Associated Press 2014

Stephen Gaskin Obituary

Associated Press 7/2014

NASHVILLE, Tenn. (AP) — Stephen Gaskin, a counterculture visionary who led a caravan of hippies from California to establish one of the country’s longest lasting communes in rural Middle Tennessee and later sought the Green Party nomination for president, has died. He was 79.

Gaskin died of natural causes at his home in Summertown on Tuesday, according to Gretchen Bates, who grew up on The Farm and is close to Gaskin’s family.

Bates told The Associated Press that Gaskin had been ill for a while. She described him as a visionary and spiritual guide who advocated being responsible and giving back to the community.

“He made us think about taking responsibility for your life … and trying to give back as much as you possibly could,” Bates said.

A message on The Farm’s website reads: “We mourn the passing of Stephen Gaskin, our founder and friend. Our community would not exist, were it not for his bravery and free spirit.”

Gaskin, a Korean War veteran, was a writing instructor at San Francisco State College when his “Monday Night Class” on love, sex, politics, drugs and other non-traditional college topics became popular with hippie students.

In 1970, he led a caravan of about 320 hippies to 1,750 acres of rough ridge country where they founded the back-to-basics collective on about three square miles. It was meant to be an “experiment in sustainable, developmentally progressive human habitat,” according to the website.

By 1980, The Farm’s population had grown to more than 1,200 in Lewis County near Summertown. But a financial crisis a few years later led to a reorganization in which members began paying monthly dues.

Leigh Kahan, one of The Farm’s founding members, said the reorganization “changed everything” because The Farm went from being a “true collective to being a true cooperative.”

“You went from everybody holding all things in common to you need your own car, you need your own health insurance … you need to pay the rent, you need to join back into the society at large,” said Kahan, who lived in the community for about 15 years before moving to Nashville.

Currently, The Farm has about 200 residents. Most of them work in nearby towns, while others work within the community for homegrown industries like a book publishing company, soy dairy and solar electronics company. There are also midwives who practice outside of the community.

Gaskin went to prison in 1974 for marijuana possession and served one year of a three-year sentence. Under state law, he lost his right to vote because of the conviction. He mounted a successful court challenge to the law and had his voting rights restored.

In 2000, Gaskin sought the Green Party presidential nomination, advocating peace, social consciousness and the legalization of marijuana. He called himself a “hippie priest and freelance rebel rouser.”

Gaskin told The Associated Press that year he had no problem answering the question on marijuana, “Did you inhale?”

“I didn’t exhale,” he said.

He also said, “If you want to throw some seeds in your garden and grow some pot and smoke it yourself, I don’t think it’s anybody else’s business.
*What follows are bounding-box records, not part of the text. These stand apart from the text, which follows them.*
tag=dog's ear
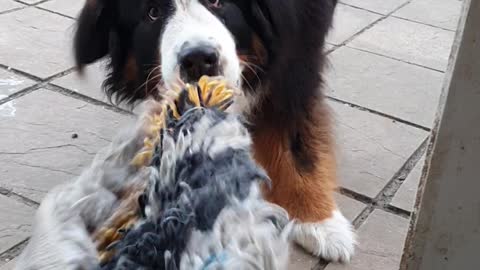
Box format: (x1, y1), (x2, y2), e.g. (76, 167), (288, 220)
(74, 0), (113, 70)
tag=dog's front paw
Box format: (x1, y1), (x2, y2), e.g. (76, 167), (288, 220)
(292, 211), (356, 263)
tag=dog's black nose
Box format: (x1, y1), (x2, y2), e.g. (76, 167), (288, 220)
(178, 45), (219, 82)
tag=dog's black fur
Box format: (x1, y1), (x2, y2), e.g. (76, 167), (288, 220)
(75, 0), (354, 260)
(74, 0), (337, 124)
(101, 92), (276, 270)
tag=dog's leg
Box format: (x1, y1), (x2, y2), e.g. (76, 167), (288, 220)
(254, 108), (355, 262)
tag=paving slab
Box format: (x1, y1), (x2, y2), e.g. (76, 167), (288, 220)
(0, 7), (75, 78)
(0, 0), (25, 12)
(0, 258), (17, 270)
(329, 102), (428, 198)
(15, 0), (43, 5)
(0, 69), (35, 99)
(326, 47), (444, 127)
(0, 194), (35, 254)
(335, 193), (366, 222)
(348, 17), (455, 71)
(52, 62), (107, 101)
(341, 0), (408, 15)
(393, 0), (463, 31)
(327, 4), (381, 45)
(38, 0), (86, 18)
(326, 210), (409, 270)
(0, 89), (133, 202)
(391, 156), (425, 212)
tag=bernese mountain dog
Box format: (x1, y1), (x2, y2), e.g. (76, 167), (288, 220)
(74, 0), (355, 262)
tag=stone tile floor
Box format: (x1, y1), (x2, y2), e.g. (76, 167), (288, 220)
(0, 0), (462, 270)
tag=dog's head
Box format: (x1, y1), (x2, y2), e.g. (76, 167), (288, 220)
(74, 0), (289, 102)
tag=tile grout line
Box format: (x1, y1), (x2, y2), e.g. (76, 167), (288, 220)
(0, 67), (75, 105)
(0, 187), (40, 208)
(314, 138), (429, 270)
(391, 14), (456, 33)
(0, 238), (30, 267)
(34, 6), (77, 20)
(0, 6), (29, 15)
(12, 0), (50, 7)
(344, 45), (445, 74)
(0, 64), (43, 82)
(325, 95), (431, 132)
(45, 83), (134, 116)
(353, 137), (429, 228)
(339, 2), (455, 32)
(329, 0), (412, 53)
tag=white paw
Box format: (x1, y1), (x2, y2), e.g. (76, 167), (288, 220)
(292, 211), (356, 263)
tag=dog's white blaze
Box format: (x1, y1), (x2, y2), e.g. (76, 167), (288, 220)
(160, 0), (241, 87)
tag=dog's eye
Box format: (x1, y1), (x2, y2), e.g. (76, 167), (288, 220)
(148, 7), (160, 21)
(207, 0), (222, 8)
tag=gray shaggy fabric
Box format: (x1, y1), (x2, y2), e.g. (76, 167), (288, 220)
(16, 99), (291, 270)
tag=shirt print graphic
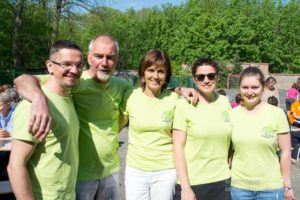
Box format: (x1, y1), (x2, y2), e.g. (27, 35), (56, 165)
(222, 110), (230, 122)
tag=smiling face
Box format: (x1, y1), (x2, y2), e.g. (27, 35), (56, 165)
(240, 75), (263, 107)
(144, 65), (167, 96)
(88, 36), (118, 83)
(193, 65), (218, 96)
(46, 48), (83, 89)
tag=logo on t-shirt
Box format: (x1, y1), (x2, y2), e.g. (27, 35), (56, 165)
(222, 110), (230, 122)
(261, 126), (276, 138)
(162, 110), (173, 123)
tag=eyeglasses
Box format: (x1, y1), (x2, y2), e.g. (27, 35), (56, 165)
(195, 73), (218, 82)
(50, 60), (84, 71)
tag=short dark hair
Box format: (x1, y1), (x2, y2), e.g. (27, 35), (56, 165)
(138, 49), (172, 89)
(267, 96), (278, 106)
(49, 40), (82, 59)
(192, 58), (219, 76)
(239, 67), (265, 87)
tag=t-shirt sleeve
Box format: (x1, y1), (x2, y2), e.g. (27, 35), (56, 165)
(173, 99), (187, 132)
(36, 74), (49, 85)
(276, 109), (290, 134)
(12, 100), (39, 143)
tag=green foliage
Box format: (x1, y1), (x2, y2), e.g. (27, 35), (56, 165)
(0, 0), (300, 78)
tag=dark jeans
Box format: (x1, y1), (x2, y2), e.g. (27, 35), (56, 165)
(291, 131), (300, 160)
(174, 179), (231, 200)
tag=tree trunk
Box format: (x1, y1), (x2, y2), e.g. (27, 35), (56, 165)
(52, 0), (63, 44)
(13, 0), (25, 69)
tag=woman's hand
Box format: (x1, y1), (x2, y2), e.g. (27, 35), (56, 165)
(284, 190), (296, 200)
(181, 188), (196, 200)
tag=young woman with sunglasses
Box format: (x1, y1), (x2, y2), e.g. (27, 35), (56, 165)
(230, 67), (295, 200)
(173, 58), (231, 200)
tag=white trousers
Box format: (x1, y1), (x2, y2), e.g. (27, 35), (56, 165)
(125, 166), (176, 200)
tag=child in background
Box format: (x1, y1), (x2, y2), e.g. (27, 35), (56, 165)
(285, 83), (298, 111)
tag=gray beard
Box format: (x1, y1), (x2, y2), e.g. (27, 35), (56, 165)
(97, 72), (111, 82)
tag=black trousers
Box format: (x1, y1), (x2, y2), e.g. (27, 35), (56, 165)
(174, 179), (231, 200)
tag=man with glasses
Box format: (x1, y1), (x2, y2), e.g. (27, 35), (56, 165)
(8, 40), (83, 200)
(15, 35), (132, 200)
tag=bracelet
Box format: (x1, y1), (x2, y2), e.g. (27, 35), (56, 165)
(283, 186), (293, 192)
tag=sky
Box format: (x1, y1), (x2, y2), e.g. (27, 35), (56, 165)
(104, 0), (186, 11)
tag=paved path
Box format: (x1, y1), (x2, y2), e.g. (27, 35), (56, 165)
(119, 128), (300, 200)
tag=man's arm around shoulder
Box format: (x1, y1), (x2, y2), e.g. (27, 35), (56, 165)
(14, 74), (52, 140)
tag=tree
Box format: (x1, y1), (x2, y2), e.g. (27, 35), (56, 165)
(13, 0), (25, 69)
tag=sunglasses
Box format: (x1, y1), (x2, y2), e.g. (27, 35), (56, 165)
(195, 73), (218, 82)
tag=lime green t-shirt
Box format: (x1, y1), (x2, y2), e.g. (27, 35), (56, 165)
(71, 71), (132, 181)
(173, 95), (231, 185)
(12, 87), (79, 200)
(230, 103), (289, 191)
(126, 88), (178, 171)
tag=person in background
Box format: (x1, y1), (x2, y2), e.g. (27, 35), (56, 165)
(230, 67), (295, 200)
(231, 93), (243, 108)
(267, 96), (278, 106)
(288, 99), (300, 163)
(285, 83), (298, 111)
(0, 92), (15, 138)
(296, 77), (300, 92)
(172, 58), (231, 200)
(261, 76), (280, 103)
(7, 40), (83, 200)
(125, 50), (178, 200)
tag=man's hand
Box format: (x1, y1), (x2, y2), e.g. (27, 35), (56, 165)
(180, 87), (199, 104)
(0, 128), (10, 138)
(28, 95), (52, 141)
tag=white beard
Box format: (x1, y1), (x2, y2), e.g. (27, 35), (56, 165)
(97, 71), (110, 82)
And I don’t think that the Constitution thinks that it’s anybody else’s business.”

In 1997, Gaskin wrote in an opinion piece published in The Tennessean newspaper in Nashville that his “freethinking” philosophy was generational.

Gaskin said his grandmother, who drove a covered wagon from Tennessee to Texas, was a freethinker and a suffragette who marched in the streets for the right of women to vote. And he said her brother helped organize the longshoremen’s union on the waterfront in San Francisco in the 1930s and ’40s.

“We have been freethinkers for generations,” Gaskin wrote. “And … I have passed my philosophical and religious ways on to my children, who are very proud of their heritage and ancestors.”